Introduction: For individuals who propel their manual wheelchair (MWC) with their feet, appropriate assessment and configuration of their mobility device is critical to optimising use. Standard MWC designs favour upper extremity propulsion and pose a risk for functional positioning and injury risk for foot propellers. Limited existing evidence suggests lowering seat height or forward seat inclination can potentially improve propulsion biomechanics but lacks specificity. Obtaining more precise outcomes from varying MWC seat configurations would provide additional evidence to inform clinical decision-making.

Purpose: This study investigates the impact of modifying seat height and seat angle on propulsion efficiency and comfort with bilateral foot propulsion in a MWC.

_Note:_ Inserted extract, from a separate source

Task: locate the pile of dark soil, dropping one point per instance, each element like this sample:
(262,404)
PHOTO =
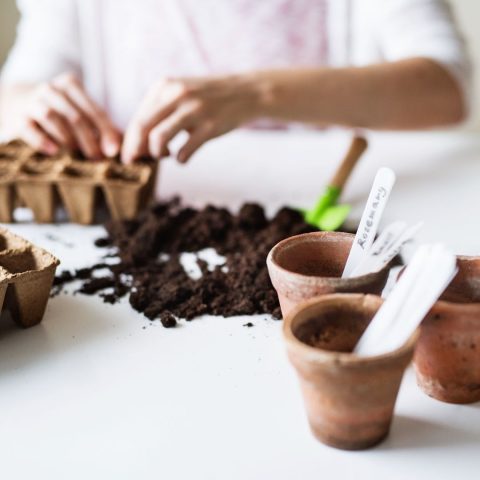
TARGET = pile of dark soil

Methods: Able-bodied graduate students (n = 30) completed trials of five seat heights and four seat angles in random order on a standardised course; outcomes included completion time, push frequency, push effectiveness, perceived difficulty, and lower extremity range of motion.

Results: Overall results demonstrated seat heights 1-2" (2.5-5.1 cm) below lower leg length provided significant improvement, but limited gains beyond this point. Similarly, small seat inclinations of 3-6° produced significant benefits but diminishing benefits at 9°. Sensitivity analysis using lower leg length revealed benefits of seat inclination and height reduction of 1-2" (2.5-5.1 cm) among participants with shorter legs, while those with longer legs benefited from height reduction of 2-3" (5.1-7.6 cm).

Concusion: These results underscore the importance of individualised tailoring of MWC configuration for foot propulsion to enhance ease and efficiency of mobility. The findings provide additional evidence to guide rehabilitation therapists in clinical practice.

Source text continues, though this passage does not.